How to stop procrastinating
Blaz Kos
Author
Date
24/03/2021

We all have to deal with procrastination at some point in life. 

You are probably familiar with the feeling of knowing you should get some work done but somehow not being able to, and so you fool around all the way up to the last minute, when stress and pressure force you to finish the job done; or, in an even worse case scenario, the job never gets done at all.

If we aren’t "smarter" than procrastination, it’s a complete lose-lose situation. The job doesn’t get finished or is performed poorly. 

While you procrastinate, you always have a reminder that you should be working somewhere in the back of your mind, and so you can’t be fully relaxed.

Not to mention that procrastination can make you feel like a loser and slowly turns your self-image into that of someone who just can’t get work done. Consequently, your productivity suffers a lot, and with it your earning and creative potential.

There are many tricks and tactics to help you stop procrastinating, and in this article, we will cover some proven suggestions on how to stop procrastinating once and for all.

Two different types of procrastination

There are two types of procrastination, chronic and acute. Chronic procrastination has a deep, strong, and permanent psychological cause that may not be so easily eliminated.
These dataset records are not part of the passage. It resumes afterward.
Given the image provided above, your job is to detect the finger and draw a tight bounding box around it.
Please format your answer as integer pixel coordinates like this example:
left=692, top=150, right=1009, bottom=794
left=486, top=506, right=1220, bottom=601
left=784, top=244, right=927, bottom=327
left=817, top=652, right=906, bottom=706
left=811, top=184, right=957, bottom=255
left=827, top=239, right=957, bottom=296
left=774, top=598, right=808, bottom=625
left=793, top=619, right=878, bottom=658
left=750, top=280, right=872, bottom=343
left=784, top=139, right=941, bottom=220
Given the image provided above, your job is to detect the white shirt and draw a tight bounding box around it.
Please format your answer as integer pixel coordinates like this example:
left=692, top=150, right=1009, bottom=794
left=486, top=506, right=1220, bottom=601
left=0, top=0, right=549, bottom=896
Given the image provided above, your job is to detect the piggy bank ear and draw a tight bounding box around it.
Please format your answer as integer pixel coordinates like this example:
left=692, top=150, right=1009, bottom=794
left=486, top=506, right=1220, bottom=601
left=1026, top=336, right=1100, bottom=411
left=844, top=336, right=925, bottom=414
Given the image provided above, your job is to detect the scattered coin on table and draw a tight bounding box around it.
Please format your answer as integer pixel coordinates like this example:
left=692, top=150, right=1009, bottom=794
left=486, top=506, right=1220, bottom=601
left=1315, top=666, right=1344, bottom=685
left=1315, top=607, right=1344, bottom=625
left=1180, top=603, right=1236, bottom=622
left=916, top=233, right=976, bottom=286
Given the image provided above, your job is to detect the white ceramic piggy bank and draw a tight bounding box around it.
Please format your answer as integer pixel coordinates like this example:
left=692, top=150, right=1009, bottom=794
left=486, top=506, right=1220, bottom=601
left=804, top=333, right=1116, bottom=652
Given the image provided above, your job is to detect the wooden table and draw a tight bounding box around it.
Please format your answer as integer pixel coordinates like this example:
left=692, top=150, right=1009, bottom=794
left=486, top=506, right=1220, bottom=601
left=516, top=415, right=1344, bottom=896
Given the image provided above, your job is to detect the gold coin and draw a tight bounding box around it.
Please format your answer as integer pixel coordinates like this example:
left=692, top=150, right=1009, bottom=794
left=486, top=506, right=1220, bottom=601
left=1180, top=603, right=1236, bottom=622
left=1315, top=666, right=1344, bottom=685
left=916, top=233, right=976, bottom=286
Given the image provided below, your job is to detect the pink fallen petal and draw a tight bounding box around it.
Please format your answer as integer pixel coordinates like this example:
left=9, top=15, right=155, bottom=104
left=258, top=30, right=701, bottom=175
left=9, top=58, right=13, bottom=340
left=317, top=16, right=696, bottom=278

It can be done, but it takes patience and hard work.

On the other hand, acute procrastination can be caused even by small mood or energy swings throughout the day, or other small psychological triggers which aren’t a steady natural part of your psyche (like having a bad day, for example).

Thus, chronic and acute procrastination have to be dealt with in different ways. Let’s start with acute procrastination, since it’s the easier one to sort out.

Acute procrastination – you procrastinate from time to time, which is normal

Acute procrastination happens as an out-of-the-ordinary behavioral pattern. 

It’s actually quite easy to recognize acute procrastination and distinguish it from the chronic version. When acute procrastination attacks you, you behave differently. 

You may even ask yourself something like “Why am I acting so stupid?”. In a normal state, you’d just get the job done, but this time something is holding you back.

Even if you’re a super productive person, acute procrastination will strike you from time to time. There can be many reasons for this:

  • Low levels of energy
  • Being in an irritated emotional state
  • Not taking a break after completing a long, demanding task
  • You think someone else should do the task (if it was delegated to you)
  • People you don’t like are involved in your work
  • It’s a type of task you don’t like (boring, in other words)
  • Other similar reasons

The first thing you have to do is to identify why you’re procrastinating. Just ask yourself the question and observe your inner dialogue. 

This is an important step, because you can’t tackle all the reasons for acute procrastination in the same way. First you need to make the right diagnosis.

If you want to stop procrastinating when acute procrastination hits you, there are several things you can do:

Proven tips to overcome acute procrastination

1. Just start working

One thing you may do is to just force yourself to start and to make the first step. 

The first step is always the hardest. If you ever had to push your broken-down car, you know how it is. Once you get the car moving, it gets much easier.

So, what you can try is to mobilize every single unit of discipline you possess and push yourself hard into making the first step. Sometimes it works surprisingly well. 

After the first step, you just forget about the procrastination and get the job done. The timeboxing technique can definitely help you with that.

2. Manage your energy, not your time

An important concept in time management is that you don’t manage only your time, but also consider your energy levels. 

No matter how disciplined you are, you’ll have super productive days and not so productive ones. In the same way, you have your peak productive hours and less productive hours in the day.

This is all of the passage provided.